O resultado foi o crescimento expressivo de ações judiciais para reconhecimento de vínculo empregatício. Segundo o Conselho Nacional de Justiça (CNJ), os processos com esse pedido mais que dobraram em quatro anos: passaram de 167 mil, em 2020, para 443 mil em 2024.
Em decisões recentes, o STF passou a admitir, em determinados casos, a validade de contratos de pessoa jurídica mesmo diante de indícios de fraude, sob o argumento de que o trabalhador teria capacidade de compreender o contrato firmado. Tal entendimento dialoga com a lógica da prevalência do negociado sobre o legislado, introduzida pela Reforma Trabalhista, ainda que a legislação não trate expressamente da pejotização nesses termos.
A decisão que será tomada pelo STF nos próximos meses poderá consolidar esse modelo de contratação em larga escala, aprofundando a precarização, fragilizando a proteção social garantida pela CLT e enfraquecendo a organização coletiva dos trabalhadores.

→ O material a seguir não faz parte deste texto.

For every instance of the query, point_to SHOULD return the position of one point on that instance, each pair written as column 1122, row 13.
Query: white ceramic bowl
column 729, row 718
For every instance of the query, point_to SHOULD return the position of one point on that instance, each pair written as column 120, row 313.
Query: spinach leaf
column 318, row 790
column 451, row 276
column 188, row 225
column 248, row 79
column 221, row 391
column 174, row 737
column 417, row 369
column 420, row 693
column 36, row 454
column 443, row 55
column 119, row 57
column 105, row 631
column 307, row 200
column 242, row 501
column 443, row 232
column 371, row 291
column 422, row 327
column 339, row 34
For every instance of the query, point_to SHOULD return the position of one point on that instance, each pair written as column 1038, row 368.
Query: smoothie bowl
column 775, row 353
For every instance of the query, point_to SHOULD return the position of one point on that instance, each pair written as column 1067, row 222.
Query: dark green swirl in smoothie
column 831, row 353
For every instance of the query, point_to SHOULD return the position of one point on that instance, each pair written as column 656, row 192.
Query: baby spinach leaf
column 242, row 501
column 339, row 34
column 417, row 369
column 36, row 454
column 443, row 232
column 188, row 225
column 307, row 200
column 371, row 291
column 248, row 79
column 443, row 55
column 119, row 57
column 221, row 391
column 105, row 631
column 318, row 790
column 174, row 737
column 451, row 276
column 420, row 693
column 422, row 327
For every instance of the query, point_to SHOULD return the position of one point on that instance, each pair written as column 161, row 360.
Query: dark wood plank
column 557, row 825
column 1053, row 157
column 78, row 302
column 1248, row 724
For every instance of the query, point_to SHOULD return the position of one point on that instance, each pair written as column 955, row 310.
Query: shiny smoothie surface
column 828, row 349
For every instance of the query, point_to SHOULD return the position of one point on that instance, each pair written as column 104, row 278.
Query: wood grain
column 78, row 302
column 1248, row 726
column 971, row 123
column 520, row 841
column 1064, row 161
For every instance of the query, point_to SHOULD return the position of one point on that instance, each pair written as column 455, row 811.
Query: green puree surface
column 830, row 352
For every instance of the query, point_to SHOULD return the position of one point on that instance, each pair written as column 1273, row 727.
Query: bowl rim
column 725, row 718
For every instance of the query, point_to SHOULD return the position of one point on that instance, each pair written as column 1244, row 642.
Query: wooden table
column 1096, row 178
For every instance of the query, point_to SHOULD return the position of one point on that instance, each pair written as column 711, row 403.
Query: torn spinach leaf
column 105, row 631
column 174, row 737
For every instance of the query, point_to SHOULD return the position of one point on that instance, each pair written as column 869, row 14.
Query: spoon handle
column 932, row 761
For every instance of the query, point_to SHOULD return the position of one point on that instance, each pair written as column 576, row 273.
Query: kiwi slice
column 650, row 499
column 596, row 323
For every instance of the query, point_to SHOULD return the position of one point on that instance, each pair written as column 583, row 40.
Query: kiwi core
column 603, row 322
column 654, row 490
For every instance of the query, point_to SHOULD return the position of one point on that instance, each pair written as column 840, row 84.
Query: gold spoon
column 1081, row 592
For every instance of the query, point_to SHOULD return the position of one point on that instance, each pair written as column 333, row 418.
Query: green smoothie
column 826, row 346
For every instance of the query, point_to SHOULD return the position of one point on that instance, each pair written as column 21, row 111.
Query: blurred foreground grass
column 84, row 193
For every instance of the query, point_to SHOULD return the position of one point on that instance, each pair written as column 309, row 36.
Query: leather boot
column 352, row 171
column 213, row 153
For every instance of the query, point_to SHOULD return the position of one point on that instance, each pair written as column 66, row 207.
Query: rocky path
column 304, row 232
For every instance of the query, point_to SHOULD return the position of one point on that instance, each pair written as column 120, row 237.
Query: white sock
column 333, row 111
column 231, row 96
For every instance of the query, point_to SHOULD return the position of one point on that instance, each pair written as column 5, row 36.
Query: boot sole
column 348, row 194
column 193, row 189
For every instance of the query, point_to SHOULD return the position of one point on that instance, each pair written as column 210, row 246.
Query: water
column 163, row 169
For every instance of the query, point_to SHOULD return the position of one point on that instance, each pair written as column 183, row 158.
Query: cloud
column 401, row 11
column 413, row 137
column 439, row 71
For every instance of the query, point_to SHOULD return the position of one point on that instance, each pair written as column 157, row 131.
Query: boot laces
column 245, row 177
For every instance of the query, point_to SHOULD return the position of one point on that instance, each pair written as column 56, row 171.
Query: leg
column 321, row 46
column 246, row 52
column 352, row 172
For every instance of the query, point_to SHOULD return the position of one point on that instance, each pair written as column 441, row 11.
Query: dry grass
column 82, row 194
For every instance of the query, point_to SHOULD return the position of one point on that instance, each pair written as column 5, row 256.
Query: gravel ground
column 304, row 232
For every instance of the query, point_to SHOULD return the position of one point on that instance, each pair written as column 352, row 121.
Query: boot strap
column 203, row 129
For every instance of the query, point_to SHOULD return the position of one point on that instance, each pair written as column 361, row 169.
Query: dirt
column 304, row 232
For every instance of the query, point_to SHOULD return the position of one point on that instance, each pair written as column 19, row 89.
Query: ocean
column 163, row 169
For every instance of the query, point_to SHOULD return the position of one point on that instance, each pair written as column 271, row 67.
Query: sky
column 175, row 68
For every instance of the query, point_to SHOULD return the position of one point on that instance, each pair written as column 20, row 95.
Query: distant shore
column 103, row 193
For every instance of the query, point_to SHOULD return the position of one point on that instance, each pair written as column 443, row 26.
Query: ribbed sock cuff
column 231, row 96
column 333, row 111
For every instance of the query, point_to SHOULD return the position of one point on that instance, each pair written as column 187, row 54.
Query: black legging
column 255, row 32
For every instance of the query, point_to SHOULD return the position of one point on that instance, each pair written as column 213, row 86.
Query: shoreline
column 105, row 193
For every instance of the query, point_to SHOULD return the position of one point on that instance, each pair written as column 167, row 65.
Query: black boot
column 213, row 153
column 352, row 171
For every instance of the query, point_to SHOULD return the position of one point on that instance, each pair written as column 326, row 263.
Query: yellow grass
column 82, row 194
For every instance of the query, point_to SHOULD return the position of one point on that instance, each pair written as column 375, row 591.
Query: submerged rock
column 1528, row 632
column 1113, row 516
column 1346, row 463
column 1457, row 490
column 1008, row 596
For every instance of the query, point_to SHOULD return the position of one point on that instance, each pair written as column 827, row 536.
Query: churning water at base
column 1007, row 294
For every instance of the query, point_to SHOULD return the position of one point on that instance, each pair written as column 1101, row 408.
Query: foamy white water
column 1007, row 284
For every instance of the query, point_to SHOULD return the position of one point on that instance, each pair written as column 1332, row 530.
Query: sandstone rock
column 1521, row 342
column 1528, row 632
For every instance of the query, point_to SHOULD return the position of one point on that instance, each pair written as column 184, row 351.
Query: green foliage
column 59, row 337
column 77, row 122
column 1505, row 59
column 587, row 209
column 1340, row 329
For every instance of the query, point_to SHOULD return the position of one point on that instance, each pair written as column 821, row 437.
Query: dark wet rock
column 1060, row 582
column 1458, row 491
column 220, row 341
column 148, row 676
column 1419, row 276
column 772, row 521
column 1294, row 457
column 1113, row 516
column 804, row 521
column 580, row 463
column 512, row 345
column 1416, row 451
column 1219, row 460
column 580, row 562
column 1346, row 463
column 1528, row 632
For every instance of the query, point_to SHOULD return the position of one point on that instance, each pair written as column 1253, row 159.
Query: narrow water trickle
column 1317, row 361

Para o Sind-REDE/BH, é fundamental ampliar a mobilização para impedir que o STF legitime a pejotização como regra e consolide mais um ataque histórico aos direitos trabalhistas. O Sindicato também defende a revogação da Reforma Trabalhista, da Reforma da Previdência e da Lei da Terceirização Irrestrita, medidas que vêm sendo utilizadas como base jurídica para decisões que restringem direitos e ampliam a desproteção social no país.